Pumpkin does paperwork

Pumpkin does paperwork

Sunday, August 7, 2011

Conciencious pest control without needless killing or cruelty

Some wild animals that live around humans are considered pests. Around our area, we have raccoons, skunks, opossums and some rodents. Most of these critters are attracted by food and/or shelter. It is unfortunate that many people who are dealing with these critters, believe the only way to get rid of them is to kill them. This usually involves poison, shooting, or worse, and there is no guarantee more will not return. It is my opinion that these solutions subject animals to needless pain and suffering. Many larger "pest" animals also help reduce populations of harmful insects like small rodents, grubs, spiders, termites, and critters harmful to gardens.

Here are some suggestions which come from the most common issues I hear from people regarding their pest problems. In my opinion, the best solution is to make your home undesirable to "pests" - avoid providing access to the things pests want.
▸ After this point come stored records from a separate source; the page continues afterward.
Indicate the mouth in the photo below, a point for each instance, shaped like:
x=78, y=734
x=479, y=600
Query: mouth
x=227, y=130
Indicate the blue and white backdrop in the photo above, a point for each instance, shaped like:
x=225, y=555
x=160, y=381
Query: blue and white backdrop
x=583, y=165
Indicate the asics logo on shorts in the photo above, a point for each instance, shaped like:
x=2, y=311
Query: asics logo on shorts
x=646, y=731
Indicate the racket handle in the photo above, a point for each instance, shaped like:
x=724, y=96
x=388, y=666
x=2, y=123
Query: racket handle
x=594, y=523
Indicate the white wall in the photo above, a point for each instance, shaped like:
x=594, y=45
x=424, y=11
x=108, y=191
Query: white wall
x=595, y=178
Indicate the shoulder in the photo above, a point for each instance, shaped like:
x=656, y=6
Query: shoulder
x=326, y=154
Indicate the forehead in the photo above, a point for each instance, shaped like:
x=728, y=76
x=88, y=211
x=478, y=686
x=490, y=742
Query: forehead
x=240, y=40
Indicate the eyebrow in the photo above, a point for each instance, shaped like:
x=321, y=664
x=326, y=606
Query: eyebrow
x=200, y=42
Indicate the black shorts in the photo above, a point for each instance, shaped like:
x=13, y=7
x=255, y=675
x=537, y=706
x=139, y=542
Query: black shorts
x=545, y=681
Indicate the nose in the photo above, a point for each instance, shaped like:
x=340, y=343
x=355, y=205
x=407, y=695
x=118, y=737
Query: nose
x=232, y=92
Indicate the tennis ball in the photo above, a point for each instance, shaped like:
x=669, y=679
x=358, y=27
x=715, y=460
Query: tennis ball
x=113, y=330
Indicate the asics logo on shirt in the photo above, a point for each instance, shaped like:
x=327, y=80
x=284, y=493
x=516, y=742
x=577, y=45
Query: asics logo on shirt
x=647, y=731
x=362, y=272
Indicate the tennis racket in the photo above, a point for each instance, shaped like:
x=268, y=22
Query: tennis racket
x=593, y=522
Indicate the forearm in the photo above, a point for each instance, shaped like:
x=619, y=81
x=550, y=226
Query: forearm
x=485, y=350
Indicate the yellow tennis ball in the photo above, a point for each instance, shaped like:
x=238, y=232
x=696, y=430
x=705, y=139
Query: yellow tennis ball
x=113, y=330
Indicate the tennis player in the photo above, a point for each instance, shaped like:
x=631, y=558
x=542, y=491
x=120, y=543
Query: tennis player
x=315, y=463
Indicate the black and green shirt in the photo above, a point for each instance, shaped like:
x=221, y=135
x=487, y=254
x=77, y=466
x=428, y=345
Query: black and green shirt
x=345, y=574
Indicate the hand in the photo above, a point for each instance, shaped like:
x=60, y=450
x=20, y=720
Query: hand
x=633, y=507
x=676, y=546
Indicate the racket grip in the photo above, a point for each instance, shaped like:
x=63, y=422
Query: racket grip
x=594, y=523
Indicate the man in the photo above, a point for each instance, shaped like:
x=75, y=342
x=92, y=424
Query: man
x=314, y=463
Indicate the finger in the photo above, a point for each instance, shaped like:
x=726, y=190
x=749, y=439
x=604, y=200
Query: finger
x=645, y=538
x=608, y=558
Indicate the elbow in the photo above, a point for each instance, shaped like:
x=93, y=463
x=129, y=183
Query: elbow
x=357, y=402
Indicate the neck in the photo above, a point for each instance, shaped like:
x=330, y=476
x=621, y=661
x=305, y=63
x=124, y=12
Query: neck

Most people I have spoken to who have a raccoon or skunk problem for example, reveal that they feed their own pets in areas which are not protected from wild critters. In addition, a common practice is to put food in the pet's bowl, and leave it alone. If the pet doesn't consume the entire serving, it sits around. The smell of pet food is extremely irresistible to many wild critters and they can smell it a mile away, especially if it has been sitting for a while. If the feeding area is outside or in an area accessible, to critters, it will attract the riff-raff.

Pets should be fed, then the excess food should be removed. This not only reduces the time the food is out, but it is also healthier for pets. Most veterinarians would probably agree, "free-feeding" your pet is not as healthy as controlling mealtime yourself.

Many people feed their pets in an indoor area, but also have a basic pet door which any critter can pass through.  An automated pet door which allows only the family pet (s) to come and go will ensure only "authorized" pets have access to the food, and will keep all others out. Wild critters might smell it, but once they realize they can't get to it, they will eventually move on. Scavengers are opportunists.

In addition to good pet feeding practices, pest-proofing your home is a good idea. Close or screen-off gaps, holes and cracks where critters can get in and under. Of course you need to be sure to not trap any critters anywhere. In our case, we had a family of skunks living under part of our deck. We did some research and discovered they like to have "escape routes" near their den. We screened off their "back door", and after verifying they were no longer using their den, we closed off the rest of the area. The skunks are gone, and we sleep with a clear conscience, knowing we "evicted" our four-footed squatters without causing any pain and suffering. In addition, your own pets will be safer from potential injuries and disease. Makes Sense!